Nous mûrissons patiemment en nous le gentil, l’attentionné, le serviable en nous éloignant de ce qui faisait de nous, des coqs prétentieux ou des gallinacés farouches.
Certains parmi vous ont les cheveux blancs qui s’argentent et pour les plus jeunes, leur jolie peau lisse prend le tanin discret de la jeune maturité.
Si pour certains d’entre nous, nos postures vieillissent, nos esprits s’assouplissent et se libèrent et nos cœurs deviennent plus généreux et plus lucides.
Nous devenons grands et sommes à même d’aborder le sens profond de l’existence.
Nous sommes la dynamique inspirante pour les plus jeunes pratiquants. Ils sont les bienvenus à nos côtés et seront assurés d’un chemin de qualité et de notre bienveillance à leur égard.
Quant à nous, inutile de chercher à nous imposer, à chercher la reconnaissance, voire la notoriété comme beaucoup d’aspirants en yoga la cherchent. Nous-mêmes, avons été dans ce film-là, il y a très longtemps. Mensonger serait de ne pas le reconnaître.
Nous avons été ignorants.
Lorsque je vois le monde devenir, j’ai le choix entre deux attitudes intérieures.
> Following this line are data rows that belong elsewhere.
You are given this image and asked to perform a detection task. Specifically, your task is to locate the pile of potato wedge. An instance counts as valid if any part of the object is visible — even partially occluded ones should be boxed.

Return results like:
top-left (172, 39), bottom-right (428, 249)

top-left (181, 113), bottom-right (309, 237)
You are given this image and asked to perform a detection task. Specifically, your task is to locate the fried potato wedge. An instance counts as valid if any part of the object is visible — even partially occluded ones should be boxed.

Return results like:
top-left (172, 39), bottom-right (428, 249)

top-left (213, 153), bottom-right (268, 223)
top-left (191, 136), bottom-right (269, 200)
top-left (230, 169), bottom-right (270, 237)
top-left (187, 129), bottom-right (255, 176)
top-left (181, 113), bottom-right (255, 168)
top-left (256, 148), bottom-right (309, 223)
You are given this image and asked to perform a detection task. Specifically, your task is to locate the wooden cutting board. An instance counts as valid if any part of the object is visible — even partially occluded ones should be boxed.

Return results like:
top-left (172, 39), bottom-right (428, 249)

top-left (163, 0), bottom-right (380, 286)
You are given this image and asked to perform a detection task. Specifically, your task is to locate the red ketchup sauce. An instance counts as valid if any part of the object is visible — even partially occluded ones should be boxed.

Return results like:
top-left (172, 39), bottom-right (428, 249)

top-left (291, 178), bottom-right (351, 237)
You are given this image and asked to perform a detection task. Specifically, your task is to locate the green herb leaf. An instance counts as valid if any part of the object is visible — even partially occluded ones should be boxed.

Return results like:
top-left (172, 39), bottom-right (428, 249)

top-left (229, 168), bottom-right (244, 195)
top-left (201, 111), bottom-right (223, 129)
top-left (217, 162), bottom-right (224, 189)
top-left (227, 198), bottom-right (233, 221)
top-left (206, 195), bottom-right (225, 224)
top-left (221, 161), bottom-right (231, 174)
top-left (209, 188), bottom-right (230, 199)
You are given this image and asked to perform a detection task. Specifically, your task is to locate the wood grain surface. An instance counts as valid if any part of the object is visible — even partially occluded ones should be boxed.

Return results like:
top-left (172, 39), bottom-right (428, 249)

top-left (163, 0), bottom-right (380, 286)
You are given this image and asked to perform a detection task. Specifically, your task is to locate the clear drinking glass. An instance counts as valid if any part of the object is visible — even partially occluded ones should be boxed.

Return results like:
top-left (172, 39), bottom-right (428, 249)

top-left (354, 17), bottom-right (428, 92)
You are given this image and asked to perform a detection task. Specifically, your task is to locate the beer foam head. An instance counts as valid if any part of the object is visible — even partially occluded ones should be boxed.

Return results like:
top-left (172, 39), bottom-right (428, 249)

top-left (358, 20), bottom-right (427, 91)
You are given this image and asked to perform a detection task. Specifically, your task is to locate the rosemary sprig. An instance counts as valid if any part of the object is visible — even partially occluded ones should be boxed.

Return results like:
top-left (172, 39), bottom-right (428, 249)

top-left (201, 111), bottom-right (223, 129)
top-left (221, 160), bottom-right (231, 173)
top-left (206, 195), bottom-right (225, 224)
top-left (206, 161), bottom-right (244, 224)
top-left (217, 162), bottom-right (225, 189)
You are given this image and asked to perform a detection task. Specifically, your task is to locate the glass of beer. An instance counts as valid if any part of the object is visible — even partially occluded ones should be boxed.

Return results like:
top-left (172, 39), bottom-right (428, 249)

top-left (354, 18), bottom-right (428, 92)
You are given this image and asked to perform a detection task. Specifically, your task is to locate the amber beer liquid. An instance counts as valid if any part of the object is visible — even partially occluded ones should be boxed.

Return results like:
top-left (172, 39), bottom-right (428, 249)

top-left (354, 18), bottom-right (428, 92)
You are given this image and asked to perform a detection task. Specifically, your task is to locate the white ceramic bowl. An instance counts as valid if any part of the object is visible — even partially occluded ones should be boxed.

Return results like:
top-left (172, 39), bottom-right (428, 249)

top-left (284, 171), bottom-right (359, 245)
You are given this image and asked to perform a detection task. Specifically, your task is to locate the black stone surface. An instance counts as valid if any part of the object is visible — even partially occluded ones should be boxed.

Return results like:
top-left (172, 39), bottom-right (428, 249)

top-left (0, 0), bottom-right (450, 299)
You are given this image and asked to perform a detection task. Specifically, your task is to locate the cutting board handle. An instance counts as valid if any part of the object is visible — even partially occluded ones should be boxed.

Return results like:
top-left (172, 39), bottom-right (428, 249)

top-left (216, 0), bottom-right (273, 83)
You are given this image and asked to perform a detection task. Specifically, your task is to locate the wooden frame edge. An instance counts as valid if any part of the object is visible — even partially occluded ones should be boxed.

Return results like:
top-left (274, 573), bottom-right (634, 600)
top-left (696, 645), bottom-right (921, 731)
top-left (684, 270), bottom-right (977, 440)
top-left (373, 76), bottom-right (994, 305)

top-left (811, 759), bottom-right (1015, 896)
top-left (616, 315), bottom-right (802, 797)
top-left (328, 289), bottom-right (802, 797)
Soit, il me faut lutter et apprendre bien vite ses nouveaux codes, ne serait-ce qu’en communication par exemple, pour continuer à me faire entendre, voire comprendre, dans cette cacophonie médiatique et numérique et maintenir le Centre Jaya à flots.
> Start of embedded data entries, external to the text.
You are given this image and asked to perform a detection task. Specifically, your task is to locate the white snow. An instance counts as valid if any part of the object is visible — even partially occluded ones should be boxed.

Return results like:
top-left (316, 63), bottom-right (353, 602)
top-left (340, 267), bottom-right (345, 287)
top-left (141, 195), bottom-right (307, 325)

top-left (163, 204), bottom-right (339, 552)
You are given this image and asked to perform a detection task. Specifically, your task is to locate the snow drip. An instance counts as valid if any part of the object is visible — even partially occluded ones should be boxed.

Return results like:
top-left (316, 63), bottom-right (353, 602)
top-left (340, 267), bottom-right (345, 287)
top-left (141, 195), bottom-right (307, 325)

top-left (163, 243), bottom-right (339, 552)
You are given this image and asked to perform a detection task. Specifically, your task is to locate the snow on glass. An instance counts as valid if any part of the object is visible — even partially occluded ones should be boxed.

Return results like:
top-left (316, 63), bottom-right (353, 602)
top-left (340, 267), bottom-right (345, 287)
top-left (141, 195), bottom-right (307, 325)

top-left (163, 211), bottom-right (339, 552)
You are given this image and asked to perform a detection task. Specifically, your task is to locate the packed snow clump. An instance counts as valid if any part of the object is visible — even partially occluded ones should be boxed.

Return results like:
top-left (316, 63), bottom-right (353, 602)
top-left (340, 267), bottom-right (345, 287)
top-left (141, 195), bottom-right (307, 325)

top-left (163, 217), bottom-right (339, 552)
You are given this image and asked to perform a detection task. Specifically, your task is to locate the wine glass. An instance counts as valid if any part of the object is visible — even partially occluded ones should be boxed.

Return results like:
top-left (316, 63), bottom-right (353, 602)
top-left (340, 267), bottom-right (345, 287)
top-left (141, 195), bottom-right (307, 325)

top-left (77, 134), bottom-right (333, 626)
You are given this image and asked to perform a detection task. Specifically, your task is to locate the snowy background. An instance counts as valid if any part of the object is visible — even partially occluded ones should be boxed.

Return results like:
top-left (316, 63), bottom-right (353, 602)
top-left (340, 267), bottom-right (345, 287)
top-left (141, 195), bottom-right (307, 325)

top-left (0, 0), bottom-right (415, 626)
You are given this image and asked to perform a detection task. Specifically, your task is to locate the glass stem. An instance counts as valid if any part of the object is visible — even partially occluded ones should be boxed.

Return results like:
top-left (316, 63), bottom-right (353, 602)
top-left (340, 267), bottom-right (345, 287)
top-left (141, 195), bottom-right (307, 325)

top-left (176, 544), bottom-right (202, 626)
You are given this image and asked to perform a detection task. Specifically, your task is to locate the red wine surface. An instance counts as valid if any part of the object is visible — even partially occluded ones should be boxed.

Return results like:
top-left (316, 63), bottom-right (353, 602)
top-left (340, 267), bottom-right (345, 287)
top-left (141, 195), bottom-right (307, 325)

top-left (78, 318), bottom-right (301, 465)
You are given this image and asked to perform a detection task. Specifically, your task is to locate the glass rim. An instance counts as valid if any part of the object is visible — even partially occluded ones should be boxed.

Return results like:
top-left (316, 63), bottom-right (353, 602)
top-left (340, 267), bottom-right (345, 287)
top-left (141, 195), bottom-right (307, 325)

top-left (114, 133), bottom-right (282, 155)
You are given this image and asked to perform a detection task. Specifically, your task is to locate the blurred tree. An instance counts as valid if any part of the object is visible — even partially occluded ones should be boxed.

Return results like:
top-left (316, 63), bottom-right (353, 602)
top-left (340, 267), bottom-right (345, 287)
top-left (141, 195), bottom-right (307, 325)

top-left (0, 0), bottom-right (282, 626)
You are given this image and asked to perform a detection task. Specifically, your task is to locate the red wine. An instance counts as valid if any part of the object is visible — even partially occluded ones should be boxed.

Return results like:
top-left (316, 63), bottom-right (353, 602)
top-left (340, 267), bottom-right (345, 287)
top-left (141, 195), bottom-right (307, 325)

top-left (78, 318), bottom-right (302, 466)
Apprendre ses nouveaux codes sans quoi nous pourrions très vite devenir obsolètes et handicapés dans l’utilisation de ce nouveau monde !
Aujourd’hui, c’est à coups de techniques bulldozer en marketing numérique que certains se positionnent et les plus diplômés dans ce domaine s’en sortent forcément mieux, même s’ils n’ont rien à dire ou à vendre de bien fantastique. Le but ? Vendre !
Le « Growth hacking » par exemple est une activité consistant à « activer la croissance » d’une entreprise, notamment d’une startup, par un ensemble de techniques de marketing permettant d’accélérer rapidement et significativement la croissance de son chiffre d’affaires et souvent au moyen de supports numériques ou des réseaux sociaux.
Il suffit de voir comment les GAFAM fonctionnent.
J’ai pu voir récemment une publicité de communication en coaching professionnel où était mis en avant un nouveau concept, « l’Humbition ». « Hum » pour humilité et « bition » pour ambition. Mot paradoxal ! Ce concept définit des stratégies de management professionnel et permet de développer des compétences de direction pour un objectif ambitieux tout en gardant les principes de l’humilité.
Humilité envers qui ? Y aurait-il là une couleuvre à avaler, une récupération déguisée d’une idéologie ou d’une éthique spirituelle, au service d’une stratégie de coaching offensif ?
Cette stratégie se fait d’ailleurs à coups de meetings avec un coach sur une scène et un grand écran derrière le coach où le mot « Humbition » est écrit sur une hauteur de trois mètres. Paradoxal pour qui cherche l’humilité !
Bien sûr, ces formations sont exorbitantes et ciblent les managers d’entreprises ayant les moyens de les suivre.
Je ne remets absolument pas en question le talent assuré du coach concerné, mais nous sommes bien loin du sens originel du mot "humilité" !
Au bénéfice du doute, j’ose espérer que ces nouvelles stratégies soient salutaires et non destinées à optimiser l’éternelle course au profit faite par les plus malins au détriment de la manipulation des plus humbles. Qui dit business ne parle pas de spiritualité mais de bénéfices. Inutile d’avancer masqué !
Devant ces agressives stratégies, nous pouvons nous sentir démunis, nous qui travaillons depuis si longtemps à parfaire l’authentique, le beau, le bon, la véracité, l’éveil, la conscience subtile du réel.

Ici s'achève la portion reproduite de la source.